In terms of our technological solutions, we have focused on back-office software. Meanwhile, our guest-facing software (including a mobile app) has been oriented around making guest experiences efficient and autonomous – so our hotels’ human interactions can be substantial versus transactional.
Q: What areas are you disrupting exactly? The guest experience, operations, marketing, booking engines? And how?
A: We’re predominantly focused on improving hotel operations for independent hotels. We operate many different types of properties—from ultra-luxury hotels to roadside motels—which requires that each has a different guest experience. So we’ve built software that makes all the repeatable components of an operation—finance, accounting, check-in, booking, revenue management, dynamic pricing, housekeeping management, etc.—automated or really easy.
The result is that the hotel staff can focus on what they’re great at, and what can’t be automated: making sure guests have a great experience, and that the hotel is clean and beautiful—regardless of what the hotel’s brand, architecture, or service level is. We’ve also partnered with Kayak to help us support independent hotels by getting more travelers to understand and book Kayak-branded hotels (and eventually any hotel in the Kayak marketplace), without the marketing machines or sophistication that the big brands have.

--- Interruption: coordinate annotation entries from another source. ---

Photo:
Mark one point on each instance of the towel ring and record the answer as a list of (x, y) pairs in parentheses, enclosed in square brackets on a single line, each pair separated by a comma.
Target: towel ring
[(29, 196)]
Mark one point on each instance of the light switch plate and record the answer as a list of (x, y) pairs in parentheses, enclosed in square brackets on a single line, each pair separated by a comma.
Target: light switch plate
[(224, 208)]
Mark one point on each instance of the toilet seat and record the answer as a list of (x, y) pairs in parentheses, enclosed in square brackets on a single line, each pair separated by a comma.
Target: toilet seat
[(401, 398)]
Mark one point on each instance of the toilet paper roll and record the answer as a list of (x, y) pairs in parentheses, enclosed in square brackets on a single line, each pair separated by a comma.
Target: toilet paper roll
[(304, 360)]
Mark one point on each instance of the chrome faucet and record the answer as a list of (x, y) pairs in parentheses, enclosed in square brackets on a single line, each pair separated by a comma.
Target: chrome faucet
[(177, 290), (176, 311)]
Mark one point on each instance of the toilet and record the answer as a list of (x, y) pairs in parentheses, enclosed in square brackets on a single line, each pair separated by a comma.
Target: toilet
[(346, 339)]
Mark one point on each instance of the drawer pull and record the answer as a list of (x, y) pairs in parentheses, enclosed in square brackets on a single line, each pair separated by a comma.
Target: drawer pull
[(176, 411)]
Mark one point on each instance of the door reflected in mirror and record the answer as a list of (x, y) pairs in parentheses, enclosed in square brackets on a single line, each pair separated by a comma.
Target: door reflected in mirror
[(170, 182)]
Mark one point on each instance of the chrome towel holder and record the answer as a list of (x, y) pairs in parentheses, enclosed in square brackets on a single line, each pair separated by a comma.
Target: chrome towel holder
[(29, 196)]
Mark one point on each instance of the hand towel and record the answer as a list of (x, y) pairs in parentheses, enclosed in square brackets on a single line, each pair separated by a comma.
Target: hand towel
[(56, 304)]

Q: Can you briefly describe your five-year plan for Life House?
A: In the next 24 months, we’re hoping to conquer the small independent hotel market in North America and scale our revenue management software solution herein. From there, we’ll look to expand to Europe, where independent hotels are even more plentiful than in the U.S., and need even more help.
All the while, we’ll be continually investing in our software platform to make it even more intelligent, automatic, and helpful. We believe that in a few years’ time, we’ll be mature enough as a company to power the largest hotels in the world for the most sophisticated hotel owners.
Additionally, on the brand side, we are launching a new 3-star brand—called “Life Inn”—this year. The goal is to make select service hotels appealing, reliable, and contextual enough that even if you just want a place to crash, you’ll still want to share about it on social media.